The first Silver Eagles were struck in San Francisco in October of 1986. When they went on sale in November of that year, they sold out almost immediately. The obverse features a revised version of the early 20th century walking liberty design by Adolph A. Weinman. The original reverse used from 1986 until 2021 was designed by Chief Engraver John Mercanti and is reminiscent of the United States Great Seal. In 2021, this design was replaced with a new one by illustrator Emily Damstra and features an eagle landing on a branch - similar to the one on the reverse of the 1971 Eisenhower Dollar.
While the design itself has not changed much, American Silver Eagles come in a variety of finishes and fineness.

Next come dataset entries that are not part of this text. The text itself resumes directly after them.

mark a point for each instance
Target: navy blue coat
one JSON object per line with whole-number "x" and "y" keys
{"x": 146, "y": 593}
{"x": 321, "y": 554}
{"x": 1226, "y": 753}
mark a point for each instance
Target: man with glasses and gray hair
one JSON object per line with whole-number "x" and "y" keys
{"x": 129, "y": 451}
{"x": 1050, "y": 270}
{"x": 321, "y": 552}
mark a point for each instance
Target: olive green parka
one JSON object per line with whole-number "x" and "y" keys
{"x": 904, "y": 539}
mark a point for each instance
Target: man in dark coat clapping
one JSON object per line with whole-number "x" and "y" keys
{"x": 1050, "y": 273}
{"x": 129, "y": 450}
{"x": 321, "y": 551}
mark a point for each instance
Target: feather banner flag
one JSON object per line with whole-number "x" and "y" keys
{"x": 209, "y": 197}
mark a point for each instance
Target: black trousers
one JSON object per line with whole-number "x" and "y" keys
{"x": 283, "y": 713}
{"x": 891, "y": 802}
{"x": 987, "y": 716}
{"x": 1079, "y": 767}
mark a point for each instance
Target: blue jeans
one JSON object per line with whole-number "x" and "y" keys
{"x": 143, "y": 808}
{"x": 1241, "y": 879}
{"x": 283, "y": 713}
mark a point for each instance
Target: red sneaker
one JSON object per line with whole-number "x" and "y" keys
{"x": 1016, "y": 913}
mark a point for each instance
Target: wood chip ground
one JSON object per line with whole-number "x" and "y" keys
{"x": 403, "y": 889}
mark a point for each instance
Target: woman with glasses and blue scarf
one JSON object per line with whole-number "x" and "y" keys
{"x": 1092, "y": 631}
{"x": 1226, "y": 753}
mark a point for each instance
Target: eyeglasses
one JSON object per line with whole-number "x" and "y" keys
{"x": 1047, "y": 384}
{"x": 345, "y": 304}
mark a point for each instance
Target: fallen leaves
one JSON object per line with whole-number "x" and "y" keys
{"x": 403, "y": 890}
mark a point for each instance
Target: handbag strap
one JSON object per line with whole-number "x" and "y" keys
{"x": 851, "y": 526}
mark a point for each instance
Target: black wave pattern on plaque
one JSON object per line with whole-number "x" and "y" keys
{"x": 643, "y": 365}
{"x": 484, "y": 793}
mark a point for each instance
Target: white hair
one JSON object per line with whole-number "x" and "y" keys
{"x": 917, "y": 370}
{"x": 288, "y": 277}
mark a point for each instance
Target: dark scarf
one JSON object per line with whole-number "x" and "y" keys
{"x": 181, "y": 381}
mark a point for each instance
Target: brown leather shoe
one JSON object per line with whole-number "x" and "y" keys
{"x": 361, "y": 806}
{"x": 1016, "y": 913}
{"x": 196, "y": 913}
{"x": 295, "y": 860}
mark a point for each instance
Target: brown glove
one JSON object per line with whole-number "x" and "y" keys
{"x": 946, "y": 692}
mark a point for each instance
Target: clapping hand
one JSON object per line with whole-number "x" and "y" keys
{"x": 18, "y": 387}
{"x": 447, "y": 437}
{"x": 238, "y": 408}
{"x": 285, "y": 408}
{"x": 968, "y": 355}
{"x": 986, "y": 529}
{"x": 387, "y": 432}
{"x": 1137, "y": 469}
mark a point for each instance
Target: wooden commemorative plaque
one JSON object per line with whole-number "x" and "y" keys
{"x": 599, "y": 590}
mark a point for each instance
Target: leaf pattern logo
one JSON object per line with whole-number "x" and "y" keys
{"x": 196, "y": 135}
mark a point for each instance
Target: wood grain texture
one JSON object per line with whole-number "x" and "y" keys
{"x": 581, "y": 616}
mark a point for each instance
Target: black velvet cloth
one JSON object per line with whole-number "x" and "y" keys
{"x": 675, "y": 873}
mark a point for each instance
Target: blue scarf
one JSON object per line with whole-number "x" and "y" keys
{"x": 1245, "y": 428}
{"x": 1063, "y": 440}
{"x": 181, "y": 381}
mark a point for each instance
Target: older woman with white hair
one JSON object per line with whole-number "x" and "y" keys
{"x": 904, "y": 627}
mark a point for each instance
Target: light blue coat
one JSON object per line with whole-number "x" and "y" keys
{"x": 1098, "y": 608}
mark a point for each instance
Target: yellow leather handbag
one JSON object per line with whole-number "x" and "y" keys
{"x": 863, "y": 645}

Bullion Eagles do not have special finishes or mint marks, and are not sold directly to the public but to a network of authorized dealers. Brilliant uncirculated (BU) coins also do not have mint marks, but do have a satin or matte finish. Both of these are intended for investing. Proof Eagles, however, are made for the collector - these feature a shiny, mirrored finish and frosted details, highlighting the fineness of the artwork and design.
Though American Silver Eagles are in some ways intended specifically for financiers and investors, the rarity and quality standards of these coins makes them popular collectibles. They are often given as holiday, birthday, anniversary and graduation presents. For many people, American Silver Eagles are an introduction to the world of coin collecting. The variety of finishes and year specific mint marks make it fun to try and compile “the whole set” - especially true when you consider the assortment of anniversary releases and third party grading companies’ special labels. It is for these reasons that American Silver Eagles are uniquely both bullion and collectibles, and appeal to all levels of coin enthusiasts.